Friday, February 29, 2008

Littlle House Divided


I finally found an article that I had been searching for. Trundlebedtales gave a clue with a title and date, pioneergirl found a page number, and I was able to ILL the item.


Okay, it was from the television section of the paper in 1980, not from TV Guide in the late 70s.


The article is by Jake Newman, and was published October 12, 1980 in the Washington Post. Page TV3 if anyone else want to look it up. I am going to mention some of the quotes that stuck with me all these years. And I haven't wanted to mention them because I didn't know the exact source.


Roger Mac Bride says:


"Then Mike sat down and ripped up all our story outlines and said I'm not going to do it thise way. Well, we had battles that went on for months of struggling, neither Landon getting his way or we ours.


Ed and I were getting heart attacks and ulcers and probably Mike was too.


There is no kindly doctor or a kindly minister.


One of the early episodes and Landon saying, 'Now, before to school, finish your orange juice.' The real-life Charles Ingalls didn't have orange juice for his kids in South Dakota on a winter morning.


what episode did they have orange juice on? never did catch that! and i don't think that 'the kids' had orange juice on a winter morning anywhere that they lived.


Nor could kids wear shoes to school every day because they had only one pair which was saved for special occasions and winter months.
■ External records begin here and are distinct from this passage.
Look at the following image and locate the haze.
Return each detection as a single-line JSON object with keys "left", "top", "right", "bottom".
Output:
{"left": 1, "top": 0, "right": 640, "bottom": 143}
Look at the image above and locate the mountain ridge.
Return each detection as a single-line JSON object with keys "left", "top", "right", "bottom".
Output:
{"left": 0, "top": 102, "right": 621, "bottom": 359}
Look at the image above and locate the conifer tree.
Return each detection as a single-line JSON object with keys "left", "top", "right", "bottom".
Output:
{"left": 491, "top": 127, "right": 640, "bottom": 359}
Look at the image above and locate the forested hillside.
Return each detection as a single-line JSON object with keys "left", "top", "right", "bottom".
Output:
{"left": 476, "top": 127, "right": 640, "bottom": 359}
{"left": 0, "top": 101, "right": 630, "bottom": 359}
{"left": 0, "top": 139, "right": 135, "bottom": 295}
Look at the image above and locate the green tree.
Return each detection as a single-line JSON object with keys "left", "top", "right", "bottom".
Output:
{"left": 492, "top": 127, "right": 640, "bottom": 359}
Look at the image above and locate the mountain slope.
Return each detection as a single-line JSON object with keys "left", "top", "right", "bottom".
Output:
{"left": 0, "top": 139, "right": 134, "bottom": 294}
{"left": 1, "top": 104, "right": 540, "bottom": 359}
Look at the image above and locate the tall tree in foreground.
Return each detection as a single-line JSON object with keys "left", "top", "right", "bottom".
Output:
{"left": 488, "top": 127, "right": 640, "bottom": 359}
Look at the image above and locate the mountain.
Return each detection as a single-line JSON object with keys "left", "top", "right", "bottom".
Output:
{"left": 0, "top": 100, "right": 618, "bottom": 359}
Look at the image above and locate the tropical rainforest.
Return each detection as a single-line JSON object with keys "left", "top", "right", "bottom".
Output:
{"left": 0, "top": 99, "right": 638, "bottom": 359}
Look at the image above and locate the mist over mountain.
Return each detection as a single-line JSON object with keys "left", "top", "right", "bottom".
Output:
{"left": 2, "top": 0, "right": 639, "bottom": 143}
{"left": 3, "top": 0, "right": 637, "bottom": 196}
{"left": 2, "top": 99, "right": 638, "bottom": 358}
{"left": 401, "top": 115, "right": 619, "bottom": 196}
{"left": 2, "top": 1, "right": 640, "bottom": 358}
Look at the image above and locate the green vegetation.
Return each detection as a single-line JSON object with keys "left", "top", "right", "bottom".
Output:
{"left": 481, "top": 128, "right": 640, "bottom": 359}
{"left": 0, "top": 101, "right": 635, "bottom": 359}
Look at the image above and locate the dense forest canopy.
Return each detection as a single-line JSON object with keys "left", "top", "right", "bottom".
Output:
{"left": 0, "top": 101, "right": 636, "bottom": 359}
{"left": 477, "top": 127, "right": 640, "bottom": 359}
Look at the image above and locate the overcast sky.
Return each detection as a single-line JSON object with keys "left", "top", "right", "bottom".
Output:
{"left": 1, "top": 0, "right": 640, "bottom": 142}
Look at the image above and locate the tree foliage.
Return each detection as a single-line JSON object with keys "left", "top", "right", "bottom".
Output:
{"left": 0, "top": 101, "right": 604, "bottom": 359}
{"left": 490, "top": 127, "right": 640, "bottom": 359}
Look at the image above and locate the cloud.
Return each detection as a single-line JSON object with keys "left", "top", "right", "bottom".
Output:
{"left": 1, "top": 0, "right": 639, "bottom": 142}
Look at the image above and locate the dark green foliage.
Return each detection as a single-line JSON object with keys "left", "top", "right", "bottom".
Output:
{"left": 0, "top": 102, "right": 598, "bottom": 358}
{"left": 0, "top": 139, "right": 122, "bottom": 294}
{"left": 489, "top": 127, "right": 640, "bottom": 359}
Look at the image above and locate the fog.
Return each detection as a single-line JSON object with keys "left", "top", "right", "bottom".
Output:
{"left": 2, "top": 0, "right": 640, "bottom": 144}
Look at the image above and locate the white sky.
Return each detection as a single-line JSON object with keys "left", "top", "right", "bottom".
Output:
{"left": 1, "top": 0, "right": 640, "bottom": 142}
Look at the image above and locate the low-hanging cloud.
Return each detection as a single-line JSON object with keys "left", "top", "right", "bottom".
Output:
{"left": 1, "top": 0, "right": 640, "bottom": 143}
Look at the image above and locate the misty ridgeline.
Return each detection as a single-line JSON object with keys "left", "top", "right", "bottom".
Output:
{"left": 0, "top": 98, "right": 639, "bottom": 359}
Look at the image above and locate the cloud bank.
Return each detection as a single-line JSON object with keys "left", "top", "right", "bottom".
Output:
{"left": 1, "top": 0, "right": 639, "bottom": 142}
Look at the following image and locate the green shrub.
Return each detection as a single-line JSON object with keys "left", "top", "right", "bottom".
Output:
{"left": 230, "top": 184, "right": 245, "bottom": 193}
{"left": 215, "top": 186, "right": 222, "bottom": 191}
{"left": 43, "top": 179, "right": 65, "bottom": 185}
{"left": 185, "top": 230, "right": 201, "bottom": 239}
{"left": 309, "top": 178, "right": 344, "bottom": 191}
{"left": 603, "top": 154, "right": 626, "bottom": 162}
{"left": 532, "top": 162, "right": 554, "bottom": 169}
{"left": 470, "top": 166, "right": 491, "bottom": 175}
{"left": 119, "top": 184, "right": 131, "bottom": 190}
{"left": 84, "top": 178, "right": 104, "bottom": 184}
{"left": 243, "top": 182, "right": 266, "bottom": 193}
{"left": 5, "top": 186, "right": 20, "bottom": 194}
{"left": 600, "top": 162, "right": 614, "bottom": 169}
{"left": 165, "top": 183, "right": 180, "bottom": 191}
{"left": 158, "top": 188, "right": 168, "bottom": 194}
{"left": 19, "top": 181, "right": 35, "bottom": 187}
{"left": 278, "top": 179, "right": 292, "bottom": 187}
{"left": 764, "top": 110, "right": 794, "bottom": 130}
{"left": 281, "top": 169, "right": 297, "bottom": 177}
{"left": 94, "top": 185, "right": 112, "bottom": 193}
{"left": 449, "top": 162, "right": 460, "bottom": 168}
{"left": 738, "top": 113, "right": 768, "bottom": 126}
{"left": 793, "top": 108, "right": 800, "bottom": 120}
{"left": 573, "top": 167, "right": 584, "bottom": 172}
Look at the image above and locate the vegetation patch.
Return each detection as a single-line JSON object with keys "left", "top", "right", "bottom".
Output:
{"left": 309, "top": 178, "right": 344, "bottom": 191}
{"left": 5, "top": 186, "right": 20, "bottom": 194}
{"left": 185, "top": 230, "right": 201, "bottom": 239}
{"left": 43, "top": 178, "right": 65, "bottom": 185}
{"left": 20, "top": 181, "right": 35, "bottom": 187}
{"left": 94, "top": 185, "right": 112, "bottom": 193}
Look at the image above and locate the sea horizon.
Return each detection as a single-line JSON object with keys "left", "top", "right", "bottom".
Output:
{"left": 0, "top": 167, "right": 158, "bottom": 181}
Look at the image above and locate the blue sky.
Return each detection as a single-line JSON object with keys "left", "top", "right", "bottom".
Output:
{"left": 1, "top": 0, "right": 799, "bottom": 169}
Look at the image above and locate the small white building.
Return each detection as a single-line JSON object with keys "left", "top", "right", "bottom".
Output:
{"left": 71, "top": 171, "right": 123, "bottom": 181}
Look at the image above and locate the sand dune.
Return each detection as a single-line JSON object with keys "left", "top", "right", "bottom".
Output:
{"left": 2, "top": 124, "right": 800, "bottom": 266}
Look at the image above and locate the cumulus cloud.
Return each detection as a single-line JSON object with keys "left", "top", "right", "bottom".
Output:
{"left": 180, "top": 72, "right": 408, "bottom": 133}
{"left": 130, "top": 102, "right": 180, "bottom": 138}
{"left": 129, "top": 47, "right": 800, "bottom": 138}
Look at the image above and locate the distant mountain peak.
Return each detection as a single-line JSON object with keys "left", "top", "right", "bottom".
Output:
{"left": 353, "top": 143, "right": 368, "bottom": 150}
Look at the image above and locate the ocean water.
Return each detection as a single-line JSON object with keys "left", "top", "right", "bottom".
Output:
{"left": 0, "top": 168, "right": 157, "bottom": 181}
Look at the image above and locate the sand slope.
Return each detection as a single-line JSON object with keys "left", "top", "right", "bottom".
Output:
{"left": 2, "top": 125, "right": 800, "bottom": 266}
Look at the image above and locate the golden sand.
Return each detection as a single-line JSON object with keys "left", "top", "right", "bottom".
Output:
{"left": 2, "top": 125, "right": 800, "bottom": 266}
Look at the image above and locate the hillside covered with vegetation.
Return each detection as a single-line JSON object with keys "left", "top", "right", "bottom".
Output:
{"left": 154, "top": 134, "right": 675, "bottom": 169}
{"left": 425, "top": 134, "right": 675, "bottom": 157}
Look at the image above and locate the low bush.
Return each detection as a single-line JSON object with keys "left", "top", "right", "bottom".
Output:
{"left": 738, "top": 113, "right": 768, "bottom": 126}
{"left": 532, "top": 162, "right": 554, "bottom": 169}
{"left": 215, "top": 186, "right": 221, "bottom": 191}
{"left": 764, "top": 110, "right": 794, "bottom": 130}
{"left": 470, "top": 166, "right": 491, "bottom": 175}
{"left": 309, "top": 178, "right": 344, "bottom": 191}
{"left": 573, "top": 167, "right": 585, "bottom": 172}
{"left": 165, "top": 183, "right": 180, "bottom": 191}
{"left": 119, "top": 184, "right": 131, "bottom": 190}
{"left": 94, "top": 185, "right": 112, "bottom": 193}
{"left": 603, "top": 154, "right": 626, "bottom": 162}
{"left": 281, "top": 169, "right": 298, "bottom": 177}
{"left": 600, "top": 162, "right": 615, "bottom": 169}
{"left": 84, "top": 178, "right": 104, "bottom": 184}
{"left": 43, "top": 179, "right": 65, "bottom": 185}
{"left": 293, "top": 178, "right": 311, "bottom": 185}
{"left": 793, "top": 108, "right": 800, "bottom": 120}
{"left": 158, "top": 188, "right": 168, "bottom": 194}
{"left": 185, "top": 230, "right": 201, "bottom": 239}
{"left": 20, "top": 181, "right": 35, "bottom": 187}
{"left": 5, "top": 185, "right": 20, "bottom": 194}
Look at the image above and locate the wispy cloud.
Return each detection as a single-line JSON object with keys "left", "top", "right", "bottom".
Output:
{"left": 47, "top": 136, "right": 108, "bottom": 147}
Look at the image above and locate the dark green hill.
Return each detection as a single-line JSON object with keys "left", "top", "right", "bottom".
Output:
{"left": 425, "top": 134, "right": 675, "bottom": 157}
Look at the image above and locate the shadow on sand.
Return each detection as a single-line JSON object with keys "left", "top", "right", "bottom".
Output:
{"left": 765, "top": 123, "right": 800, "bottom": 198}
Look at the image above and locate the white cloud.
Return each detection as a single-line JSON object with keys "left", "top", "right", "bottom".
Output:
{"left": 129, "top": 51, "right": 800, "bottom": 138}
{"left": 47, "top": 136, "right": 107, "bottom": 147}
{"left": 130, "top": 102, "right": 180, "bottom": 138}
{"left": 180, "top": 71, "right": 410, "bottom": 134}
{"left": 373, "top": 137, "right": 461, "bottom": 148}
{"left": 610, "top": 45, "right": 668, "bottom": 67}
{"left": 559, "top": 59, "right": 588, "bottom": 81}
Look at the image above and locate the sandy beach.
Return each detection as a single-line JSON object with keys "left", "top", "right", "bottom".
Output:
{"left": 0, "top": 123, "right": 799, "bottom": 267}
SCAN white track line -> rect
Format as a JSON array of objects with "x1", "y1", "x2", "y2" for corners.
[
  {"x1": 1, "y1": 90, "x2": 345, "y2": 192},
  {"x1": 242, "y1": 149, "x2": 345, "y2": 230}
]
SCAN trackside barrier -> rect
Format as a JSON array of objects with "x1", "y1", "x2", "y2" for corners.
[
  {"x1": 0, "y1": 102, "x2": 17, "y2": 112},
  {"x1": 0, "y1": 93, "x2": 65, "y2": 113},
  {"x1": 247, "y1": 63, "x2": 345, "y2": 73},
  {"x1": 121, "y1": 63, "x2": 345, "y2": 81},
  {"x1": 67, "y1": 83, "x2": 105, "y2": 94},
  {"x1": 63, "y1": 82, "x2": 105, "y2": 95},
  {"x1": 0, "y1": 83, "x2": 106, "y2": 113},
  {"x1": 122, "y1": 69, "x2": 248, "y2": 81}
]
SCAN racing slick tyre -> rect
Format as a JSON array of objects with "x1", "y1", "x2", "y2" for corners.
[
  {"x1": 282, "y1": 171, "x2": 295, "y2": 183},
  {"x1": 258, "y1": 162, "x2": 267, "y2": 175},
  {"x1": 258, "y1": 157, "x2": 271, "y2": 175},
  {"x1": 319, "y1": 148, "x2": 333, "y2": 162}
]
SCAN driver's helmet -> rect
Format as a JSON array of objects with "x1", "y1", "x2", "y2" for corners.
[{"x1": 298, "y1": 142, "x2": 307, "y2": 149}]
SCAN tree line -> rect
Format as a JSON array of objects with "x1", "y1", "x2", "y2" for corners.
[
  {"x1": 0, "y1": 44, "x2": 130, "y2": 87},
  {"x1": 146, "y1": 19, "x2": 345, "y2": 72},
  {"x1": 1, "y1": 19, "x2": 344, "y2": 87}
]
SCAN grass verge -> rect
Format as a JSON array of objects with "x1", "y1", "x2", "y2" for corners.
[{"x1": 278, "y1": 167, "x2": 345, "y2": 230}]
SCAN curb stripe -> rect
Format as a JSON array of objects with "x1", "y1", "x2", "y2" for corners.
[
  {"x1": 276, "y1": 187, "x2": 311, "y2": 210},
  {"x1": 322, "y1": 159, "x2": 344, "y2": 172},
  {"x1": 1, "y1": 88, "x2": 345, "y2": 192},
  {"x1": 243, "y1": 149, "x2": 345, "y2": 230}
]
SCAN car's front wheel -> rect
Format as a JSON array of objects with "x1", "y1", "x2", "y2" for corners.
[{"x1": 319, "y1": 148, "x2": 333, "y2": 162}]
But Mike Landon was not going to let these TV kids go to school barefoot. Landon said that, "I don't want the viewers to think that I, Mike Landon, in my alter ego as a real life individual, would allow my kids to go to school without shoes." He literally said that. That stopped us cold.


Landon responded:


I make the children wear shoes because they shoot were there are rattlesnakes and broken glass and that kind of stuff.


the girls only went barefoot the first year in walnut grove. the macbride opinion sounds like pure rose wilder lane. i have my doubts about how closely roger macbride read the little house books. landon had legitmate concerns, shooting in the simi valley.


Roger MacBride:

I remember one episode in which Mike Landon defended the theory of taxation, which neither Laura, nor Rose, nor I would ever do. In Wilder's day, voluntary cooperation in the barn raising tradition was the way to satisfy human wants.


Michael Landon:

None of it means a damn thing to me. I bust my butt to make it the best.


the question is, it is what charles ingalls would have done? he did accept relief flour for his family. and roger macbride never met laura ingalls wilder.


Roger MacBride:

Landon dishes up today's hardships reinterpreted as 1870s hardships.


Maybe the real hardships would just be too much for a present-day audience to accept. He didn't dare let Mary go blind for years. He thought it would just be too awful. Finally he became convinced otherwise. It was one of the most popular episodes in the six seasons the show has played, says Mac Bride. It jerked tears all over the country.


Michael Landon:

MacBride's complaints are sour grapes. MacBride should have to sit down with the 65 page little books about baking and sewing and figure out how to develop 200 episodes. You're not going to make 200 hours out of "Gone With the Wind," so you're not gong to make 200 hours out of children's books.


MacBride was just upset that I was not going to glue a beard on nine months of the year.


MacBride and Friendly still reap the royalties. If they are so concerned about the history they should donate all the money to a charity that can help further the history of America.


i wish i could have seen macbride's face when he read the last quote!